Setting the Agenda: The Prologue of Acts (Acts 1:1-5)

The opening verses of Acts are easily skipped over by readers eager to get to the action. Yet, even before the camera has made its way to focus on the characters of the drama, the narrator’s voice over tells us a lot about what’s at stake in this particular drama.

In the first book, Theophilus, I wrote about all that Jesus did and taught from the beginning until the day when he was taken up to heaven, after giving instructions through the Holy Spirit to the apostles whom he had chosen. After his suffering he presented himself alive to them by many convincing proofs, appearing to them during forty days and speaking about the kingdom of God. While staying with them, he ordered them not to leave Jerusalem, but to wait there for the promise of the Father. “This,” he said, “is what you have heard from me; for John baptized with water, but you will be baptized with the Holy Spirit not many days from now.”

-Acts 1:1-5, NRSV

Notice that we begin with a tight summary of the gospel of Luke, of which Acts is to be the sequel work: it was a book about all that Jesus did and taught. Luke centers the actions—healings, exorcisms, etc—along with the things Jesus taught. His life, including his suffering and resurrection, is the anchor that orients us to what’s important in Acts.This seems simple enough, but too many readers of Acts don’t connect this book with the things Jesus did and taught in the gospel. Everything we’re going to read in this sequel flows from the actions and teachings of Jesus. Indeed, I prefer the NIV translation of the first verse: “all that Jesus began to do and to teach” The former book contained the beginnings of his actions and teachings, which are going to continue in this book!

We may wonder if the phrase “the instructions that were given through the Holy Spirit” refers to all the teachings of Jesus in the first book, and it may, but I tend to think that particular phrase points towards this passage at the very end of Luke:

Then he said to them, “These are my words that I spoke to you while I was still with you—that everything written about me in the law of Moses, the prophets, and the psalms must be fulfilled.” Then he opened their minds to understand the scriptures, and he said to them, “Thus it is written, that the Messiah is to suffer and to rise from the dead on the third day, and that repentance and forgiveness of sins is to be proclaimed in his name to all nations, beginning from Jerusalem. You are witnesses of these things. And see, I am sending upon you what my Father promised; so stay here in the city until you have been clothed with power from on high.”

- Luke 24:44–49 NRSV

These words from the resurrected Jesus thus set the agenda for the book of Acts, and we wait the infusion of “power from on high”. When that Spirit arrives it will drive the story of Acts, just as it often drove the story of Luke. The same Holy Spirit that was on the move through Jesus in the gospels is going to move now through his disciples.

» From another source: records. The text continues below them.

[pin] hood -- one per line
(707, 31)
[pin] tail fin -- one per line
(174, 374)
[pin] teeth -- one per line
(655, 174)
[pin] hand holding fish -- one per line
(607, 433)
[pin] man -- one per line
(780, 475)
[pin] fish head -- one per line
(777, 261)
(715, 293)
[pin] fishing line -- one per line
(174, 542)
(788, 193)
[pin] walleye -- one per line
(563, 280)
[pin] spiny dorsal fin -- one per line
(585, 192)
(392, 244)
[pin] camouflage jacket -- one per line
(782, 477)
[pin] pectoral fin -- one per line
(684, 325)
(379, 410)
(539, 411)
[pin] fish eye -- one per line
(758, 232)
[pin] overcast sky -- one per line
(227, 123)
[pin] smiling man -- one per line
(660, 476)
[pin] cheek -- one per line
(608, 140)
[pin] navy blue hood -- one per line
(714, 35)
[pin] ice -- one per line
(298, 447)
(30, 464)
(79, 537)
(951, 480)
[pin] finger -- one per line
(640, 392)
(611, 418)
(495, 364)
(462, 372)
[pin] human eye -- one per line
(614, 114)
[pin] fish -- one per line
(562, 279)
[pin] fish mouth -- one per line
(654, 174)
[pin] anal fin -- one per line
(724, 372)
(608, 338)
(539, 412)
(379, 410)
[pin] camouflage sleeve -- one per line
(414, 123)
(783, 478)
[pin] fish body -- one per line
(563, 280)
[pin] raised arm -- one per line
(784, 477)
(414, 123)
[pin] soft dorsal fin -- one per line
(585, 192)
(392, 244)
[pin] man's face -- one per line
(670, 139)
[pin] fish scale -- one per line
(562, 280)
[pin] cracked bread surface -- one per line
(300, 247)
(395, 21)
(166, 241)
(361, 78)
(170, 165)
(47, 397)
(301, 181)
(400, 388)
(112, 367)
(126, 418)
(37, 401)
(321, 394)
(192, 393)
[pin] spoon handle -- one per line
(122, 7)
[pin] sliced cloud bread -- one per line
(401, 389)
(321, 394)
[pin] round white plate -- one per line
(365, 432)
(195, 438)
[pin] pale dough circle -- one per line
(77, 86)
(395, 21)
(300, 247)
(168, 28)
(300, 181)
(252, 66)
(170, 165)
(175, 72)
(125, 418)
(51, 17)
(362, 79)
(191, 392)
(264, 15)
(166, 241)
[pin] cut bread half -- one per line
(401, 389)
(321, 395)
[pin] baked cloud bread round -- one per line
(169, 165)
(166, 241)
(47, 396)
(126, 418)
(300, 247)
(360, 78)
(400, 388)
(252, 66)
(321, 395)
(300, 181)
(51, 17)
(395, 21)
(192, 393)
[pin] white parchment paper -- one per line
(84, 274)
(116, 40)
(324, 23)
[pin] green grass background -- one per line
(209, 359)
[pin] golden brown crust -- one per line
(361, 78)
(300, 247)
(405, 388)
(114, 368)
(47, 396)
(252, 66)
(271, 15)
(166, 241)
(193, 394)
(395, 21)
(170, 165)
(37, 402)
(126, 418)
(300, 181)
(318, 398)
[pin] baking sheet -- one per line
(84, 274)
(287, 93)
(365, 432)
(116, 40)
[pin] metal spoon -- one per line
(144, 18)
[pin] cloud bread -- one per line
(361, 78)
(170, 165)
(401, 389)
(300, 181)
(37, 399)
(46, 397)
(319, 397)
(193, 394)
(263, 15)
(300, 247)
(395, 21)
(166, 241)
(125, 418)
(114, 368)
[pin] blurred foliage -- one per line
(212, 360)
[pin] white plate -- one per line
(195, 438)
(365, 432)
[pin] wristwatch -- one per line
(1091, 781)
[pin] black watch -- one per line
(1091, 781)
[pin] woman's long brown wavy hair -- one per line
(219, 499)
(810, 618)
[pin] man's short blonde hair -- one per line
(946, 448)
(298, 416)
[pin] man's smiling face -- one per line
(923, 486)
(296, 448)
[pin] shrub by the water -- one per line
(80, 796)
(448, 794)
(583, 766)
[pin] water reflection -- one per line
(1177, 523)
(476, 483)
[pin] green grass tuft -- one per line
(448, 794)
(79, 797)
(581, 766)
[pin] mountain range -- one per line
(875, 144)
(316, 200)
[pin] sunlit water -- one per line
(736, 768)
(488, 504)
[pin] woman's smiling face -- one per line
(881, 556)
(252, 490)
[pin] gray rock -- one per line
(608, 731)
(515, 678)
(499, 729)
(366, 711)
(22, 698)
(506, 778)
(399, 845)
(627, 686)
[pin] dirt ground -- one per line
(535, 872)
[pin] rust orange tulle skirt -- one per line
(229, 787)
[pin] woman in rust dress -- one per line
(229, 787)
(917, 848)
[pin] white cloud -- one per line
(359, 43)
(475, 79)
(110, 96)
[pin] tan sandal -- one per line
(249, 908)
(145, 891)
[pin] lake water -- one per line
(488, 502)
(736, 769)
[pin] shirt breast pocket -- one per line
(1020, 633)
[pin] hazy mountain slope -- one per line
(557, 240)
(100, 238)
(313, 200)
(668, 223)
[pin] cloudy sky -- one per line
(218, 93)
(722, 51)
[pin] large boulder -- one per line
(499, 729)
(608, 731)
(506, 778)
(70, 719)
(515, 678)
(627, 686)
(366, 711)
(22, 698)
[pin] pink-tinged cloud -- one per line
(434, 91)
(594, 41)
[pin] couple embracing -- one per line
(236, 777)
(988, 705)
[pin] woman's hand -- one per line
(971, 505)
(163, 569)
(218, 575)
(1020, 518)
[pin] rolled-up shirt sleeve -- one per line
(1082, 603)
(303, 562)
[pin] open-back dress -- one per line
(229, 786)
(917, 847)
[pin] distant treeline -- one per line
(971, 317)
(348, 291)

A Prologue to discipleship

Acts 1:1-5 is a fitting prologue for the book, but also worth considering as a prologue for our lives as disciples today. What if we thought of our own lives as being anchored in the actions and teachings of Jesus—a continuation fueled by the Holy Spirit of Jesus’s own story? The Jesus who “began” to act and teach in the gospels wasn’t finished—his actions and teachings continued in the stories of Peter, Paul, and the others. And the story of Jesus goes on today! He is still alive, and still working and teaching, still reaching towards the world through his Holy Spirit, at work in his disciples.